Spotify has moved a step closer to a highly anticipated IPO after sealing a deal with Universal to stream music from artists such as Adele, Taylor Swift, Lady Gaga and Kanye West.
Agreeing the global multi-year deal had been seen as one of the obstacles the startup faced in going public.
The deal includes artists' music only being available on the premium version of the service for the first two weeks after they release an album, if they wish, but singles available on the free version.
Spotify will still need to negotiate further deals with Sony and Warner, in addition to Vivendi-owned Universal, in order to secure access to the majority of the 30m songs users can stream on the platform.
But the deal represents the end to contracted negotiations and tussles between the two sides over the years.
Universal artist Taylor Swift famously pulled her music from the platform in 2014 and label mate Adele shunned it for the release of her album 25 a year later, eschewing digital services altogether for its release. According to the Financial Times, there has been no long-term contract between the two for two years.
"We will be working together to help break new artists and connect new and established artists with a broadening universe of fans in ways that will wow them both. We know that not every album by every artist should be released the same way, and we’ve worked hard with Universal to develop a new, flexible release policy," said Spotify boss Daniel Ek.

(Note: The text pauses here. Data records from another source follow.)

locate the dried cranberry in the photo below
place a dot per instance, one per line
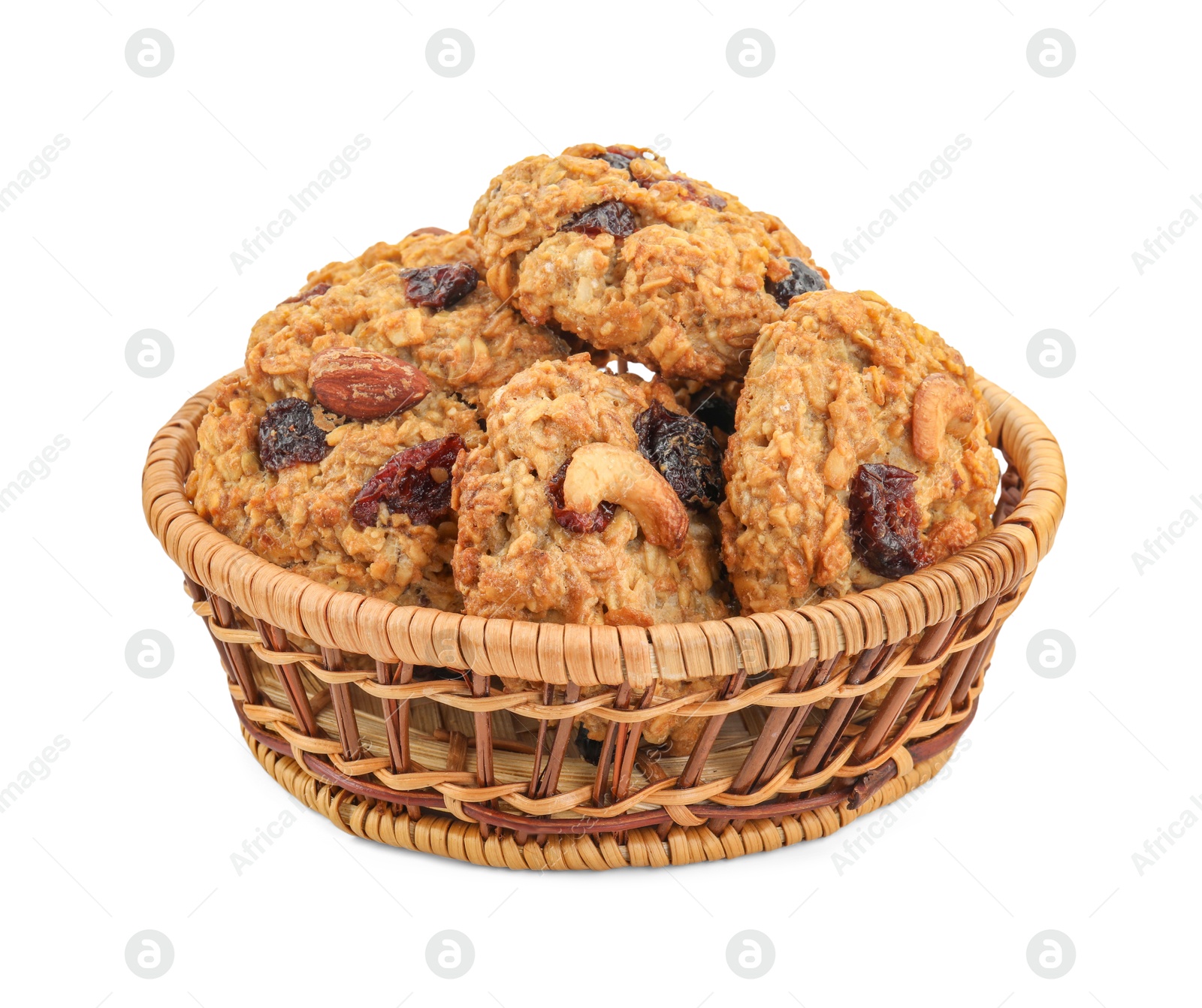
(613, 218)
(304, 297)
(802, 279)
(575, 521)
(690, 192)
(288, 435)
(885, 521)
(684, 452)
(440, 286)
(408, 486)
(616, 160)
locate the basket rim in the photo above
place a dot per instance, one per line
(601, 655)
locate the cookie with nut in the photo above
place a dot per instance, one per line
(566, 515)
(859, 453)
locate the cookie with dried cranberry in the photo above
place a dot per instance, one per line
(859, 453)
(358, 506)
(420, 300)
(424, 246)
(590, 502)
(610, 244)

"Starting today, Universal artists can choose to release new albums on premium only for two weeks, offering subscribers an earlier chance to explore the complete creative work, while the singles are available across Spotify for all our listeners to enjoy."
Universal Music boss Sir Lucian Grainge said: "Today, streaming represents the majority of the business. Our challenge is transforming that upturn into sustainable growth."
"In a market this dynamic, one evolving more rapidly than ever before, success requires creative and continual re-evaluation of how best to bring artists’ music to fans. At UMG, we’ve not only reimagined distribution models and technologies, but entire business models. The only constants must be great music and fair compensation for artists and creators. To that end, the long-term success of Spotify, and others like it, is essential to the ecosystem’s enduring health."
Spotify is the most highly funded tech startup in Europe at $8.5bn and an IPO is expected to come soon. It has yet to make a profit, but its second-largest investor Northzone indicated late last year it was closing in on the milestone. Revenues doubled to €2bn in 2015, the latest figures available, while losses grew 10 per cent to €173m.
The Sweden-based firm last month said it had hit 50m paying subscribers, up from 40m in September 2016. It is facing competition from growing rivals such as Apple, which has gained half that number in a shorter time.